Textural parameters, such as the specific surface area and pore volume, were determined by N2 physisorption experiments in order to shed light on the structure–performance relationship of the materials (Supplementary Fig. 7 and Supplementary Table 1). In agreement with its cyclic performance, pure CaO obtained from freshly calcined limestone experiences a substantial drop in both its surface area (i.e., from 15 to 2 m2 g−1) and pore volume (i.e., from 0.168 to 0.009 cm3 g−1) after ten cycles of carbonation and calcination. When synthesized hydrothermally, pure CaO (i.e., Ca100Mg0) exhibited a higher pore volume after cyclic testing (i.e., 0.043 cm3 g−1), indicating that the porous multishelled morphology provided some level of thermal stability to the sorbent (Fig. 4c). Ca85Mg15, on the other hand, featured an even higher surface area and pore volume of 7 m2 g−1 and 0.084 cm3/g (i.e., twice as high as Ca100Mg0 and nearly a tenfold increase compared to limestone), respectively, following ten operation cycles. Hence, it can be concluded that the presence of MgO plays a vital role in maintaining the favorable textural properties of the material. When the hydrothermal synthesis was performed in the absence of a carbonaceous template while keeping the Ca:Mg ratio constant at 85:15, the sorbent experienced decays of 93 and 83% in its surface area and pore volume, respectively, during cyclic operation. Similarly, natural dolomite, which served as another reference material, lost more than 87% of its initial pore volume despite its high MgO content of more than 30 wt.%, suggesting that the presence of MgO per se does not suffice to preserve the initially high surface area and pore volume of the sorbent. In light of these observations, it can be concluded that both the presence of MgO and the porous, multishelled morphology of the sorbent are essential characteristics that are required simultaneously to enhance the CO2 uptake performance of the material.

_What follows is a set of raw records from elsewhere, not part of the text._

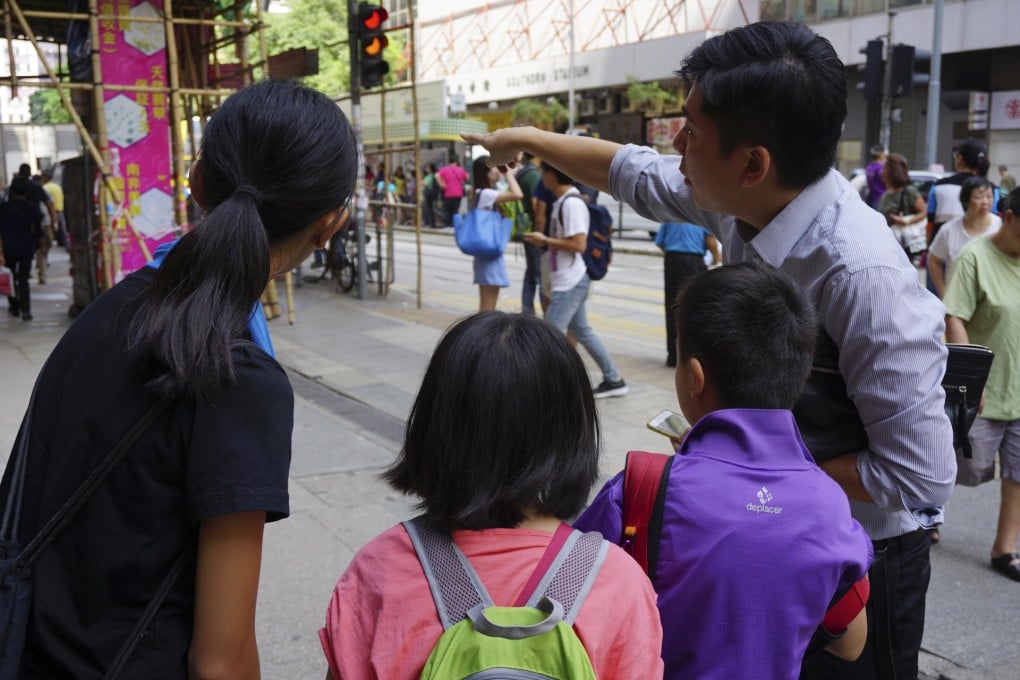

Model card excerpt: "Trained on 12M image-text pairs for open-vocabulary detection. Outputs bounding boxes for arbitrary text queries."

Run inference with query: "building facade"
[417,0,1020,178]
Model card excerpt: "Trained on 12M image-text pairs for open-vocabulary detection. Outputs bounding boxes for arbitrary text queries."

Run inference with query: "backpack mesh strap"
[527,531,609,624]
[404,515,493,630]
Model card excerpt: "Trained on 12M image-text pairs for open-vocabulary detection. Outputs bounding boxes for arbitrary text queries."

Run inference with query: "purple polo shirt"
[574,409,873,680]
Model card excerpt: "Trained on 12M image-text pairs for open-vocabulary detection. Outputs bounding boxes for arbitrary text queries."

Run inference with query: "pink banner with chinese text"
[99,0,175,282]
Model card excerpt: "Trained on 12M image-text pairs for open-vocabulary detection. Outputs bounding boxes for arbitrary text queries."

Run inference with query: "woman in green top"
[421,163,440,226]
[945,189,1020,581]
[878,154,928,259]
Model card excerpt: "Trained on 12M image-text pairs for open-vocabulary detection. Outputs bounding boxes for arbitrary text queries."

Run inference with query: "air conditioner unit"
[599,95,620,113]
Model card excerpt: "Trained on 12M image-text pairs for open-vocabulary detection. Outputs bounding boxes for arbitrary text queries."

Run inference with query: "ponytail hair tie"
[234,185,262,207]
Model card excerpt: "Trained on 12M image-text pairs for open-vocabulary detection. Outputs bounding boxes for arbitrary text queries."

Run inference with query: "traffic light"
[889,45,914,97]
[355,2,390,88]
[889,45,931,97]
[861,40,884,99]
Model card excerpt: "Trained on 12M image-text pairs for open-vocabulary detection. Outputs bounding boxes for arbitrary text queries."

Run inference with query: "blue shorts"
[474,255,510,289]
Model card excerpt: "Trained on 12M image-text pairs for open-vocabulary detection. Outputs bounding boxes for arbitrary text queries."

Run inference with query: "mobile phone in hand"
[648,411,691,439]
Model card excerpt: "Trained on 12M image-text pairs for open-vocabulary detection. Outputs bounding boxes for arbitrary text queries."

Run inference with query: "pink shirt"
[436,165,467,199]
[319,525,662,680]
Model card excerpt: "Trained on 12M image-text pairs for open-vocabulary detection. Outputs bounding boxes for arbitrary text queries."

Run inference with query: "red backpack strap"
[513,522,573,607]
[822,576,871,635]
[620,451,673,578]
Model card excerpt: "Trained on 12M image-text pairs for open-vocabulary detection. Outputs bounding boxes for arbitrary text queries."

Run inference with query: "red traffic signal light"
[355,2,390,88]
[358,2,390,34]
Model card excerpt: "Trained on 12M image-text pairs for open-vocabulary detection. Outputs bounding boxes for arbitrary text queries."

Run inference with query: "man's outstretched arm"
[461,127,620,192]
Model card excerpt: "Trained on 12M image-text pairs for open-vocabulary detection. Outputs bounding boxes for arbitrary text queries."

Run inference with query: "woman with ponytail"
[0,81,358,680]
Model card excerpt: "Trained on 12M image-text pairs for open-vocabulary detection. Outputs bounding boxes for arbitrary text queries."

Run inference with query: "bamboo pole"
[24,9,249,27]
[255,2,271,77]
[86,0,119,291]
[234,2,253,85]
[0,76,237,97]
[163,0,188,227]
[3,2,17,96]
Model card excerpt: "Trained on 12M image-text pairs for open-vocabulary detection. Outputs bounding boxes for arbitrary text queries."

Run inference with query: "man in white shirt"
[463,21,956,680]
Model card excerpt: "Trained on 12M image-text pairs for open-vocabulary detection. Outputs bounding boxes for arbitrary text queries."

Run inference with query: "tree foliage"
[29,89,70,125]
[263,0,351,97]
[627,75,676,111]
[263,0,407,97]
[510,99,570,130]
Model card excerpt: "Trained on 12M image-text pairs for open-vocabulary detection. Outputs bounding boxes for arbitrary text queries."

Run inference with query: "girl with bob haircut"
[0,81,358,680]
[319,312,662,680]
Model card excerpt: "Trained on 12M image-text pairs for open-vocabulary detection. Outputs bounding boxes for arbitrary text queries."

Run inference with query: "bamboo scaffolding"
[3,2,17,95]
[87,0,120,291]
[0,76,237,97]
[23,9,252,27]
[0,0,293,301]
[163,0,188,228]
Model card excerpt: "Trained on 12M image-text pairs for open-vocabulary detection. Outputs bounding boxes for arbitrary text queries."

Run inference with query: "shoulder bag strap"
[103,542,191,680]
[513,522,573,607]
[527,530,609,624]
[620,451,673,578]
[17,398,170,569]
[0,375,45,545]
[403,515,493,630]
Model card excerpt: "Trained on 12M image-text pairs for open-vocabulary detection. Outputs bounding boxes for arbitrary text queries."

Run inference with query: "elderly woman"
[928,175,1003,298]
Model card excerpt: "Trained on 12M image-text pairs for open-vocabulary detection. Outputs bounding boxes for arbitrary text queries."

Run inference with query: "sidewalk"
[0,251,1020,680]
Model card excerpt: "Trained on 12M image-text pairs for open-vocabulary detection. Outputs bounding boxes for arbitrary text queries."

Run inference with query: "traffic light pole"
[924,0,942,169]
[878,11,896,151]
[347,0,368,300]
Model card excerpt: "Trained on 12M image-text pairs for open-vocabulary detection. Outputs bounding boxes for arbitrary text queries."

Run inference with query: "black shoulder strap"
[103,542,192,680]
[3,391,170,569]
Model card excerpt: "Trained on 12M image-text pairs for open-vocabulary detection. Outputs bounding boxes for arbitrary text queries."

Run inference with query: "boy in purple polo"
[574,263,872,680]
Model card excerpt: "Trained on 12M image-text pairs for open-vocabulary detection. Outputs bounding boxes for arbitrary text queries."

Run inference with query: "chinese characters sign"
[99,0,174,280]
[988,90,1020,129]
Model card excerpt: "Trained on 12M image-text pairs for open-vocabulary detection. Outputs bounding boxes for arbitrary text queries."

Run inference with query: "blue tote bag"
[453,208,513,257]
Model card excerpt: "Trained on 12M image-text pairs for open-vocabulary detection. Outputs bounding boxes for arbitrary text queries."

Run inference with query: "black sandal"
[991,553,1020,581]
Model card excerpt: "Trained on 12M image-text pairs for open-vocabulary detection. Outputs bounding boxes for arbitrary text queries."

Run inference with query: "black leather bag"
[942,345,996,458]
[794,330,993,463]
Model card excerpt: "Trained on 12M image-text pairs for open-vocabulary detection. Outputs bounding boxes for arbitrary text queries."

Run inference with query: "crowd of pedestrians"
[0,21,1020,680]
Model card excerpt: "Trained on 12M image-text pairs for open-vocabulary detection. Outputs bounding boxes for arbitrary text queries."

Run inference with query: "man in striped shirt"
[464,21,956,680]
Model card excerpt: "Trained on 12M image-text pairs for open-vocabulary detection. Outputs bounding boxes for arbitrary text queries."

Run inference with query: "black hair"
[676,21,847,189]
[540,161,573,187]
[953,137,991,177]
[384,312,601,530]
[8,175,29,198]
[997,187,1020,217]
[131,80,358,399]
[673,262,817,409]
[469,156,492,206]
[960,174,993,212]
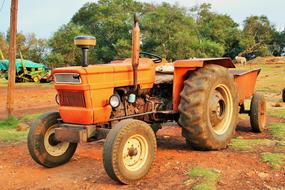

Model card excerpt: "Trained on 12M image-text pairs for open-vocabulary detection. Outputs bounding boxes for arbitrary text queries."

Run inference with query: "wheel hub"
[208,84,233,135]
[123,135,148,171]
[210,90,225,126]
[44,125,69,156]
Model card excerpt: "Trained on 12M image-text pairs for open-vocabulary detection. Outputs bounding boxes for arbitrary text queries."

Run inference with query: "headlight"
[109,94,121,108]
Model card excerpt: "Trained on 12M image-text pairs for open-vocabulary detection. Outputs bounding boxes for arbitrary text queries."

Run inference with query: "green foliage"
[240,15,275,56]
[71,0,145,63]
[47,51,64,68]
[141,3,200,60]
[261,152,285,169]
[48,22,84,67]
[229,138,275,151]
[191,4,241,58]
[0,0,285,67]
[185,167,220,190]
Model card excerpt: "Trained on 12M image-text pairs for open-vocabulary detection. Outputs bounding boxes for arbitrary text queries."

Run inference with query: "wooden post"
[7,0,18,116]
[0,49,5,60]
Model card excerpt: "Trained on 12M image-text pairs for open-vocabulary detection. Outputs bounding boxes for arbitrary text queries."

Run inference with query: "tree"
[49,22,85,67]
[141,3,199,60]
[191,3,241,58]
[240,16,274,56]
[72,0,147,63]
[0,33,9,59]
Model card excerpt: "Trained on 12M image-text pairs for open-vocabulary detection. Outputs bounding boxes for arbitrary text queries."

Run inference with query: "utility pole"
[7,0,18,116]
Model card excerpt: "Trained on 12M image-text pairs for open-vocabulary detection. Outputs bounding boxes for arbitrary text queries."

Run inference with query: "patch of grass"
[234,64,285,93]
[185,167,220,190]
[0,128,28,142]
[20,113,42,123]
[0,116,19,129]
[229,138,275,151]
[261,152,285,169]
[267,123,285,141]
[0,114,41,142]
[267,107,285,119]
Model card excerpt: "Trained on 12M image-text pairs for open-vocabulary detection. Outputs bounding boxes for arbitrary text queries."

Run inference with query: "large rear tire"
[103,119,156,184]
[28,112,77,168]
[178,65,238,150]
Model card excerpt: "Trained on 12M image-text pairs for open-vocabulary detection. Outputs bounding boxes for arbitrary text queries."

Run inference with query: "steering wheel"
[140,51,162,63]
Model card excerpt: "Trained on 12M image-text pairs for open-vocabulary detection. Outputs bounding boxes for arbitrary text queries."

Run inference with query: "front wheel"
[28,112,77,168]
[249,93,266,133]
[103,119,157,184]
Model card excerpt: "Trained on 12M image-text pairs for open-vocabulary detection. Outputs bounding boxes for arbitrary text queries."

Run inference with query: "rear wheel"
[249,93,266,133]
[103,119,156,184]
[178,65,238,150]
[28,112,77,168]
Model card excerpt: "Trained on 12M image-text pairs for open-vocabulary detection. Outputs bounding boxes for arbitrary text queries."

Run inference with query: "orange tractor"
[28,14,265,184]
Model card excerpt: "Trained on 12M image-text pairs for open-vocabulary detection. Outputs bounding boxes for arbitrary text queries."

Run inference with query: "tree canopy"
[0,0,285,67]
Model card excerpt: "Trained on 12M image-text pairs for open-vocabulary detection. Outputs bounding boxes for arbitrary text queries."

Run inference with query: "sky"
[0,0,285,38]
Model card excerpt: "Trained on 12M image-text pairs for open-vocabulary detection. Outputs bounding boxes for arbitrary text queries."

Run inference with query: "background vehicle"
[28,17,265,184]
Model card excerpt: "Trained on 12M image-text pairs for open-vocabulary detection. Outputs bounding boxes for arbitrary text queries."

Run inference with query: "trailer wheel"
[249,93,266,133]
[178,64,238,150]
[28,112,77,168]
[103,119,156,184]
[282,88,285,102]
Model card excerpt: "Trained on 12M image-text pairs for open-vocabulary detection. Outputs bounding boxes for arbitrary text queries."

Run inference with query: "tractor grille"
[58,91,86,107]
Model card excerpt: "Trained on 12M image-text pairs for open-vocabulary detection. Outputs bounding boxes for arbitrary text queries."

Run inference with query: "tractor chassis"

The stabilizing effect of MgO was revealed further by electron microscopy. SEM images given in Supplementary Fig. 8 confirm that the MgO-stabilized CO2 sorbents undergo only minimal changes in their morphology. On the other hand, pure CaO microspheres “deform” and agglomerate from the first cycle onwards, leading in turn to a decrease in their CO2 uptake. It is also noteworthy that the shells of the MgO-stabilized CO2 sorbents possess an appreciable degree of porosity even in their carbonated state (Supplementary Fig. 8). This is in contrast to pure CaO microspheres, confirming further the favorable effect of the incorporation of high-TT MgO to mitigate sintering and agglomeration of CaCO3 during cyclic operation.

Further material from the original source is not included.